- A series of studies found evidence that people's expectations about how a stranger will feel if they give them a compliment are incorrect.
- Because people tend to misjudge how a stranger will react to a compliment, they avoid sharing complimentary words.
- In actuality, people appreciate receiving a compliment, and when they give one, it boosts their mood.
- These findings only pertain to appropriate, respectful comments given to a stranger.
Abraham Lincoln once observed that “everybody likes a compliment.” Yet, how many of us have had a kind, complimentary thought about another individual as we were going about our daily lives, but never took the time to express it directly to that person? In all likelihood, quite a few of us. And across a series of four studies, two researchers at the University of Pennsylvania and Cornell University examined why we shy away from complimenting people, specifically people we don’t know.

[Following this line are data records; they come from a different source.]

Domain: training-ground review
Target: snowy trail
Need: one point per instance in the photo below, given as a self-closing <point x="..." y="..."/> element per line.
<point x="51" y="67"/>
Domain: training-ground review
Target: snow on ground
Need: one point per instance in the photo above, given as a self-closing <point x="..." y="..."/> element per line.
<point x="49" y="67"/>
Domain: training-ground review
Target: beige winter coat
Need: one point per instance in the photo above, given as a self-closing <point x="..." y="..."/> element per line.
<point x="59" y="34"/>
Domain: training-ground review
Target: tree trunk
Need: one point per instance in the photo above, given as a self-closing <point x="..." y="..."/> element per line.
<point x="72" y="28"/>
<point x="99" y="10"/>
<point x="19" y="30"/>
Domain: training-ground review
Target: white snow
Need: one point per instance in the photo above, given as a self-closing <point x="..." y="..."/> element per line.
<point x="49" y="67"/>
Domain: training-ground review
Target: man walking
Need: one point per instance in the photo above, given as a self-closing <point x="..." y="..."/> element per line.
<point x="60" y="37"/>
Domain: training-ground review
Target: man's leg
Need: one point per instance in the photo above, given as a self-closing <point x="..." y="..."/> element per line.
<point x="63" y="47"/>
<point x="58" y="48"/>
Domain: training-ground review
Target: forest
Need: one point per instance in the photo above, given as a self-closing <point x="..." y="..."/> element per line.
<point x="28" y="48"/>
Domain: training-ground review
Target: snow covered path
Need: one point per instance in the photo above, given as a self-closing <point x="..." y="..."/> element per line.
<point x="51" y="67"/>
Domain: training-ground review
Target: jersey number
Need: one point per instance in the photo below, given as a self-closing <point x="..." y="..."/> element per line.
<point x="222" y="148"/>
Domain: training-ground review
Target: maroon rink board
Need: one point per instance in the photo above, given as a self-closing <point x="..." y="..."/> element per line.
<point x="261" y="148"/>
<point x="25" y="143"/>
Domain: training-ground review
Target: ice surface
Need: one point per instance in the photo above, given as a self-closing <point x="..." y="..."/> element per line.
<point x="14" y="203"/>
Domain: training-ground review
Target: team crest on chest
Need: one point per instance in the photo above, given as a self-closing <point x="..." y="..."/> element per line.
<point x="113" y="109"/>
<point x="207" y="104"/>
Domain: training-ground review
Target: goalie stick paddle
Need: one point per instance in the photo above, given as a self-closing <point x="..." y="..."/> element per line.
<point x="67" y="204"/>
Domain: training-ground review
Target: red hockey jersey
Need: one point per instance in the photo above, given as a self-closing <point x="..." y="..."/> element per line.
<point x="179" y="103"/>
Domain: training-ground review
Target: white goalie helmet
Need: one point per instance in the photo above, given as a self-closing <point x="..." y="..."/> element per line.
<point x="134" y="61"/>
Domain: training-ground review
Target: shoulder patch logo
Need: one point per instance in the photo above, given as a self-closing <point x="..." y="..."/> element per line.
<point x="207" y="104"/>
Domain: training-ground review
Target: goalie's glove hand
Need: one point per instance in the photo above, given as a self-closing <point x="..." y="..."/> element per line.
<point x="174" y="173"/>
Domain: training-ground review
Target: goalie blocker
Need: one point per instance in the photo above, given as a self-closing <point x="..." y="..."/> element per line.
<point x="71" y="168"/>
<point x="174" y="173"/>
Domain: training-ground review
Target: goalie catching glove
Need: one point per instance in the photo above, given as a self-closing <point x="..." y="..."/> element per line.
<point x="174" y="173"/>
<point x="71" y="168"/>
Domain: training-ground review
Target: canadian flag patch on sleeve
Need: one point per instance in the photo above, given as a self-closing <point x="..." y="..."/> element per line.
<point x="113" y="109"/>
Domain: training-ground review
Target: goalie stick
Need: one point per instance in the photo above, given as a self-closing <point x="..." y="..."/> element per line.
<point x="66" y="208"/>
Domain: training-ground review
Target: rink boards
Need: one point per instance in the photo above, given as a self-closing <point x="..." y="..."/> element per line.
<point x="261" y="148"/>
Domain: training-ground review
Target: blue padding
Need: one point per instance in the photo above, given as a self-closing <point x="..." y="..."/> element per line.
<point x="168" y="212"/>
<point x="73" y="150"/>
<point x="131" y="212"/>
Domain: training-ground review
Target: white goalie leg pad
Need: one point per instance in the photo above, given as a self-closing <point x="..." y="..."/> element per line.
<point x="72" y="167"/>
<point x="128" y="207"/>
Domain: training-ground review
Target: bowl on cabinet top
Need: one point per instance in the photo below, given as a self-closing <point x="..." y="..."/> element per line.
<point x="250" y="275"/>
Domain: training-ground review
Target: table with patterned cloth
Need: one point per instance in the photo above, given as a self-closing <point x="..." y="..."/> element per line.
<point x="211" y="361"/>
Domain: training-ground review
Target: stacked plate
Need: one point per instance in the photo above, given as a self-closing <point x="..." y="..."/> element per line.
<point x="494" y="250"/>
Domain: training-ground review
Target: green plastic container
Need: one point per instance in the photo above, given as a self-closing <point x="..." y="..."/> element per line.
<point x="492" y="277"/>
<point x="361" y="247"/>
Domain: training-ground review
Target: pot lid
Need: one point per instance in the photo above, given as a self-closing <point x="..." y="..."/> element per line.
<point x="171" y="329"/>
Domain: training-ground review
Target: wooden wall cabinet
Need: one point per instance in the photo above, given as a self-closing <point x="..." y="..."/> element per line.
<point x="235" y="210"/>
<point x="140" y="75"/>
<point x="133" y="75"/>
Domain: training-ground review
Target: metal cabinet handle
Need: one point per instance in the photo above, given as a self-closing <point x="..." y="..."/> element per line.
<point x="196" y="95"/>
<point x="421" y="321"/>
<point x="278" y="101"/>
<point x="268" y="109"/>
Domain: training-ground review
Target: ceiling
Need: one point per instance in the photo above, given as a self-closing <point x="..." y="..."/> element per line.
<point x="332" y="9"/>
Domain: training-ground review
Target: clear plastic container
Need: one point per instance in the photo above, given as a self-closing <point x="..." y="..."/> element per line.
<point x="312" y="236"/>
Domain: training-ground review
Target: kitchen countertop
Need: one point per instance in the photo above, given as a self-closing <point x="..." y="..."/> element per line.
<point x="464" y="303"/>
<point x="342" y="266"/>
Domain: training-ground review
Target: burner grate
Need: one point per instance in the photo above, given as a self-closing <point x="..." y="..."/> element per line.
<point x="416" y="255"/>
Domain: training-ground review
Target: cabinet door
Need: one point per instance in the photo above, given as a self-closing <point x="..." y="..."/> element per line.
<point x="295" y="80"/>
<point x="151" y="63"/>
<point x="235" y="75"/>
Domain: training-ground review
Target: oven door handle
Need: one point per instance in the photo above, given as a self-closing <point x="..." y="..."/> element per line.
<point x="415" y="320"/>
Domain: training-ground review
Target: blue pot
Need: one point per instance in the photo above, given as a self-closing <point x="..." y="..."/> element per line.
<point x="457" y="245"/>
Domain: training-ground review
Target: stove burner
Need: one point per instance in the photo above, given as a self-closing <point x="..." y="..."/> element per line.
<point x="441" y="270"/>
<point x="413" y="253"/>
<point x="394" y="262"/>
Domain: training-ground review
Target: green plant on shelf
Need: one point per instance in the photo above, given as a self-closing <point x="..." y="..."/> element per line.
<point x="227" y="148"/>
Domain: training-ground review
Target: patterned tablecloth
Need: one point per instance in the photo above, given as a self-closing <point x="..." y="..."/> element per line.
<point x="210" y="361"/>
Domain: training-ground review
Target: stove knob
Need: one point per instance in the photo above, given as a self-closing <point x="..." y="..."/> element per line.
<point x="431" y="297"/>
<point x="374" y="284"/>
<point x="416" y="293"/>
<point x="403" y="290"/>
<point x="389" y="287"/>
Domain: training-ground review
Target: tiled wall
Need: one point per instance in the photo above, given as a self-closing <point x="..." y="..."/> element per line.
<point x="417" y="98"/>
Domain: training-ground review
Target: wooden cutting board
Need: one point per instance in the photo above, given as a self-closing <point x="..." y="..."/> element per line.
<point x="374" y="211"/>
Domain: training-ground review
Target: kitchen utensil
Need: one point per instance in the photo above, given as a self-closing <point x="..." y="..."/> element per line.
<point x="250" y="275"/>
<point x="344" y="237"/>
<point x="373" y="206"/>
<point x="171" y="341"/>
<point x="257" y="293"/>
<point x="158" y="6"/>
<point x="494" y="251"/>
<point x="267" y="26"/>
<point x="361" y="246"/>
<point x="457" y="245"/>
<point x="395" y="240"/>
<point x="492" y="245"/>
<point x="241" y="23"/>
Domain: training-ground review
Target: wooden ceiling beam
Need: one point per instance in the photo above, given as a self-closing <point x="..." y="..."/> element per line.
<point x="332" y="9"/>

The researchers did this by asking study participants to approach the fourth person they saw (who they believed matched their own gender) in a particular area, and give that person a specific compliment (i.e., “I like your shirt”). In later versions of the study, they allowed participants to choose what compliment they wanted to give. The researchers also measured how the study participants felt before giving a compliment, what emotional effect participants thought their comment would have on someone, and the emotional effect it actually had (they measured this with a questionnaire that only the person who got the compliment saw). In another version of the study, they asked an additional participant, someone who would neither have to compliment anyone nor be on the receiving end of a compliment in the study, to imagine how someone would feel after getting a compliment from another person.

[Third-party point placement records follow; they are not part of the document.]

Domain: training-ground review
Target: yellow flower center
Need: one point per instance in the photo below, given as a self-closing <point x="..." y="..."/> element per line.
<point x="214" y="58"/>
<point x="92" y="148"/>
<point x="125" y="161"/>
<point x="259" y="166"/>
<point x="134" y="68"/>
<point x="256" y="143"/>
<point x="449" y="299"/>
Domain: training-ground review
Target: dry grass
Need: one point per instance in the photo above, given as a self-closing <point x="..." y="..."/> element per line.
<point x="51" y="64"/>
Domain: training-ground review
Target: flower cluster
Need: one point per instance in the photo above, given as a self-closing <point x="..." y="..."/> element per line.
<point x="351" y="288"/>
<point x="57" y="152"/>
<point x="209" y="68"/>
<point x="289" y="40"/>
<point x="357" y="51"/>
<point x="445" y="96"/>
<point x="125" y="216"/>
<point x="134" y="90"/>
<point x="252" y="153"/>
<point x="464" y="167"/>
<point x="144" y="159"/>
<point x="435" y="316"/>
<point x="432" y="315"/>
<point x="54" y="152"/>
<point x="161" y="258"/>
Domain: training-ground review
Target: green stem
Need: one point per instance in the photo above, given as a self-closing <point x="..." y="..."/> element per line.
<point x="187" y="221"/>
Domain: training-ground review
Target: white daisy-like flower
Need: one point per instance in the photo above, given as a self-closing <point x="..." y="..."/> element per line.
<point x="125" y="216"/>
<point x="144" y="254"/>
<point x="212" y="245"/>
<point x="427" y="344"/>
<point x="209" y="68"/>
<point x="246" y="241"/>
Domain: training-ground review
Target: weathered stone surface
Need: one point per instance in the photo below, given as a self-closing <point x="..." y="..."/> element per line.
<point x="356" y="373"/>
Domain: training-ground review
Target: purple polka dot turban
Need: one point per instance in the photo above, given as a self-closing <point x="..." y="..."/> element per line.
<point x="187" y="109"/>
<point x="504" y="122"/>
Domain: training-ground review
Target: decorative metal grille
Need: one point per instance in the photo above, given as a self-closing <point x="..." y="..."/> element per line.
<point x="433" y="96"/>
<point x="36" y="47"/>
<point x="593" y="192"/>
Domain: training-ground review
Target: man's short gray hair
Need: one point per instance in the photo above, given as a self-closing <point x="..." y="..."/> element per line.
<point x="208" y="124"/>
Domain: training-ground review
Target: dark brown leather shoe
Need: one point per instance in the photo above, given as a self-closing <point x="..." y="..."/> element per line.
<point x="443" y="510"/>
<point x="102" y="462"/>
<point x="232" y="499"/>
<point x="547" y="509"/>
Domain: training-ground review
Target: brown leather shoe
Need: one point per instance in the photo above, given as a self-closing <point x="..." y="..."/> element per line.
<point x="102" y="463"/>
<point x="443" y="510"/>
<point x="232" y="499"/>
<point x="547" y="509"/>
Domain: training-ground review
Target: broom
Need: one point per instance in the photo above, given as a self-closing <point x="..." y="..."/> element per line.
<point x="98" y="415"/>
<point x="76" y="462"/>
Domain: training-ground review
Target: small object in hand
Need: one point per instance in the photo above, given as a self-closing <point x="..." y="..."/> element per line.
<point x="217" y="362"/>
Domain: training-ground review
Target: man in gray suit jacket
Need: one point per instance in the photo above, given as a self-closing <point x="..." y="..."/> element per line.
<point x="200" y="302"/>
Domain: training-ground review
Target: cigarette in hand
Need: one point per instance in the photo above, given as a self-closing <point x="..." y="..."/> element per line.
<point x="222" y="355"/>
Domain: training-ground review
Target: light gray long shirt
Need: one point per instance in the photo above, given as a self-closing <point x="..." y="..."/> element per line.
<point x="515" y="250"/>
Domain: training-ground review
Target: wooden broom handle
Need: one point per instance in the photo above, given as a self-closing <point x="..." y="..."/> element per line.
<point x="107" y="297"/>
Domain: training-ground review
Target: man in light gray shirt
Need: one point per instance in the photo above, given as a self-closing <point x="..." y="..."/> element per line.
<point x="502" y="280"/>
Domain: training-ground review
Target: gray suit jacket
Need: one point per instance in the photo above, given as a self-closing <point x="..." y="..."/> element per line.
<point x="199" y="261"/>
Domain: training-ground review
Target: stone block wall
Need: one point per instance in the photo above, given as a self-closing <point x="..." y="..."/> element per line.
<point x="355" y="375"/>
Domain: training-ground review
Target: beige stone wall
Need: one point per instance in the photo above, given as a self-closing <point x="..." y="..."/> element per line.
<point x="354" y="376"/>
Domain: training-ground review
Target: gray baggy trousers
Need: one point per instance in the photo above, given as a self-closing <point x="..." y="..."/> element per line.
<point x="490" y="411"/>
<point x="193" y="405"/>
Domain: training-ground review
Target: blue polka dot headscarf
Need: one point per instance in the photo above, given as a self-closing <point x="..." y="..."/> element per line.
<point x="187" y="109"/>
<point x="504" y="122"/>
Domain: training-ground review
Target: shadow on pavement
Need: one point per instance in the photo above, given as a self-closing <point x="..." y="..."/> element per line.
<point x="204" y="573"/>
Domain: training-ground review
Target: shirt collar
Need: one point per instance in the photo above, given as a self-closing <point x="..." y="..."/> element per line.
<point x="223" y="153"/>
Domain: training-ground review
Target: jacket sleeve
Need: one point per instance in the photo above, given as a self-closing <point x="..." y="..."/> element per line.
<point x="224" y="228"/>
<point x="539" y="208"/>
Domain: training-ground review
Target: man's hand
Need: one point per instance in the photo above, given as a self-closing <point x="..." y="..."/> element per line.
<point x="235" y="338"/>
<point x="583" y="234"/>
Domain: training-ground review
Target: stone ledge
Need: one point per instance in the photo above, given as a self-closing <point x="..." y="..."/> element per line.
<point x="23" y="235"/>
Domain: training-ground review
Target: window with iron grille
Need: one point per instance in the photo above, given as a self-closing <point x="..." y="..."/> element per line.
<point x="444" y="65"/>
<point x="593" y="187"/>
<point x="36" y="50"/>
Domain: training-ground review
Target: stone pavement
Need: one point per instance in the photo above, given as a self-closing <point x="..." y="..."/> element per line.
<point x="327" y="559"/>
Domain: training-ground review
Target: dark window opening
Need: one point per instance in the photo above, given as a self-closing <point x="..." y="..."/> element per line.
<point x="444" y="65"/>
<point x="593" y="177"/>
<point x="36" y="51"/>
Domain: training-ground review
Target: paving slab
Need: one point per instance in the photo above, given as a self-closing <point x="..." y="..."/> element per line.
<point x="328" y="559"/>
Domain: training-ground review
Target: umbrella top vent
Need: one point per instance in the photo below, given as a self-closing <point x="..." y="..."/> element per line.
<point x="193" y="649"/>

The results of these studies revealed that we avoid complimenting people because we misjudge how they’ll react, making light of how much a compliment can uplift someone and magnifying how troubled we expect someone to feel in response to it. The researchers also found that even after giving a compliment, the emotional effect we think we had doesn’t accurately map onto how the person we complimented feels; we continue to make the same error. And it truly is an error we’re making because, as people’s responses in the study showed, they tended to appreciate receiving a compliment. The researchers nicely illustrated this with a quote from one person who received a compliment: “Thanks for making my day more human!” But why do we underrate the positive power of our words? As the researchers also found, we’re inclined to feel nervous and doubtful about our capacity to skillfully compliment someone, which influences our inaccurate estimation of how someone will feel in response. Notably, the additional study participants who only had to guess how someone would react to a compliment without giving or receiving one were actually better judges of how the people who got compliments would feel than the actual people doing the complimenting. As the researchers pointed out, these additional participants weren’t nervous (after all, they didn’t have to compliment anyone), which left them more capable of gauging how people would feel after receiving a compliment. On top of this, there was evidence that after giving someone a compliment, it can lift our own mood.
Now does this mean that we all misjudge the effect of a compliment in this way? Not at all. The researchers noted likely exceptions, such as people who make the reverse error and inflate how affirming or enjoyable a compliment will feel for someone (e.g., someone who makes suggestive remarks to a stranger walking by or to someone in the workplace). Additional exceptions they highlighted include how culture and the familiarity of a relationship can impact whether people are more or less correct in their anticipation of a compliment's effect.
But in general, this research has a meaningful message to convey: We all have a powerful tool of human good will at our disposal, words of genuine and thoughtful appreciation that take just a few moments to give. So the next time you appreciate how kind someone was in a brief interaction or even if you just like their shoes, try putting yourself out there and enduring some discomfort to let them know. It’ll leave a more beneficial imprint than you may think, for them and for you.
Boothby, E.J., & Bohns, V.K. (2021). Why a simple act of kindness is not as simple as it seems: Underestimating the positive impact of our compliments on others. Personality and Social Psychology Bulletin, 47, 826-840.